Michel Platini vient de rencontrer Jibril Rajoub, président de la Fédération palestinienne de football. Celui-ci a mis en avant les pratiques israéliennes qui ont pour effet d’isoler le sport palestinien évoquant les restrictions imposées pour les allers et venues des sportifs palestiniens et les difficultés à pouvoir importer des équipements sportifs. Israël a interdit par ailleurs l’entrée de matériels destinés à favoriser le développement du sport en Palestine, octroyés en juillet 2009 par Platini, et qui sont toujours bloqués au niveau des ports israéliens. Jibril Rajoub a fourni un rapport détaillé au président de l’UEFA sur les difficultés des sportifs palestiniens, et notamment des footballeurs, à pouvoir se réunir, s’entraîner et se déplacer. Michel Platini a alors déclaré qu’Israël avait été accepté en Europe et qu’ils doivent respecter les messages des lois et réglementations sportives internationales, faute de quoi leur présence en Europe n’aura pas lieu d’être : « Je vais peser de tout mon poids pour mettre un terme à la souffrance du joueur palestinien notamment au football et je présenterai cet état de fait au bureau exécutif lors de la prochaine réunion prévue en automne 2010 d’autant plus qu’Israël est membre du bureau exécutif. » C’est un message particulièrement ferme et tout à fait inhabituel qu’Israël reçoit de la part d’un organisme international.
Israël avait quitté la confédération asiatique du fait du boycott des pays arabes et avait été accepté dans les instances européennes de football. C’est pour cela que les équipes de clubs israéliens disputent la Champion’s League et la Ligue Europa, tandis que l’équipe nationale dispute sa qualification pour la Coupe du monde au sein de la zone Europe et participe aux qualifications pour le championnat d’Europe des Nations. En 2002, l’UEFA avait empêché provisoirement des matchs internationaux de se dérouler en Israël mais pour des considérations liées à la sécurité et du fait de la menace d’attentats. Ce n’était en rien une condamnation politique d’Israël.
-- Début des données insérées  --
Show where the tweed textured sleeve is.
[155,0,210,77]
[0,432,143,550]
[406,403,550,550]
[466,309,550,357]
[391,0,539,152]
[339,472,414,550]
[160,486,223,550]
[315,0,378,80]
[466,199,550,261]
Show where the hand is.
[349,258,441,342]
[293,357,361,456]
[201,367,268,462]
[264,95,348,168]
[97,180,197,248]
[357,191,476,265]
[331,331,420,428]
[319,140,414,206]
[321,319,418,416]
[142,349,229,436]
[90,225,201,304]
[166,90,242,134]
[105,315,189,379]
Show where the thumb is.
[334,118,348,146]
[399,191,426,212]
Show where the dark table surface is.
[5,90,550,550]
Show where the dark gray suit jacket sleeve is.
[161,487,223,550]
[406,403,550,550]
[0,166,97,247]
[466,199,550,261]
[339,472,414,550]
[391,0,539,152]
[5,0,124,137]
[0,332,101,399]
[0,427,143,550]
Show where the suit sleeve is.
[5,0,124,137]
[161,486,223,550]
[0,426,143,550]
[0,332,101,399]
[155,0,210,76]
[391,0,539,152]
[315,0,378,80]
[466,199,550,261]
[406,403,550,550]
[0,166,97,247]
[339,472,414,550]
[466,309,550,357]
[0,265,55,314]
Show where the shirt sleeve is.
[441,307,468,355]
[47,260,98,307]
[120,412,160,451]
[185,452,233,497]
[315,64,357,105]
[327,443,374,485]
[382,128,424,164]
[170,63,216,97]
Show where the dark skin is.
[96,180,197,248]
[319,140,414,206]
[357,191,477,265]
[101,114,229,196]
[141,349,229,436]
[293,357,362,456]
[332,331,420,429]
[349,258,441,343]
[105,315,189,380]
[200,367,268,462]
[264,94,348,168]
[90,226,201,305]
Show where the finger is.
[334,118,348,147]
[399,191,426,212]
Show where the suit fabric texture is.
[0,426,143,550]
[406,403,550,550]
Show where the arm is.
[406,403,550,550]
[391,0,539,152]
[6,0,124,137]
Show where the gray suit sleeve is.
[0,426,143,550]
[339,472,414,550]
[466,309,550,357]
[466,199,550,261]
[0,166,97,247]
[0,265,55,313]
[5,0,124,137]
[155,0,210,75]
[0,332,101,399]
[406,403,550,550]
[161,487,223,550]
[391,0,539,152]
Si Platini maintient sa menace, le coût serait particulièrement lourd pour Israël. La menace de suspension de la participation des équipes nationales ou de clubs israéliens à des compétitions européennes serait un coup très dur porté à Israël. On se rappelle ainsi qu’en 1992, l’équipe de Yougoslavie avait été écartée du fait du début des guerres balkaniques. Contrairement à l’ONU avec l’Assemblée générale qui multiplie les résolutions sans aucune valeur juridique contraignante et où le Conseil de sécurité est bloqué par le veto des Etats-Unis, l’UEFA peut prendre de vraies décisions. La visibilité du sport, son impact quotidien profondément ancré dans les sociétés, donneraient au débat sur la participation d’Israël à l’UEFA, une importance politique et symbolique énorme.
On peut penser qu’Israël ne se méprendra pas sur le message envoyé par Platini en sachant que, pour de simples raisons d’attachement au sport, il ne cédera pas et que les moyens traditionnels de pression qui fonctionnent très bien pour les Etats européens n’auront pas d’effets sur l’instance suprême européenne sportive. Il est donc très probable qu’Israël revoit assez rapidement sa politique de restriction des déplacements des sportifs palestiniens et de la fourniture d’équipements sportifs à la Palestine. Les dirigeants israéliens sont suffisamment perspicaces pour savoir quelles pressions sont réelles ou purement verbales. Et Platini et l’UEFA auront probablement plus d’impact et d’influence sur leur décision que les différentes protestations verbales sans consistance des dirigeants politiques occidentaux.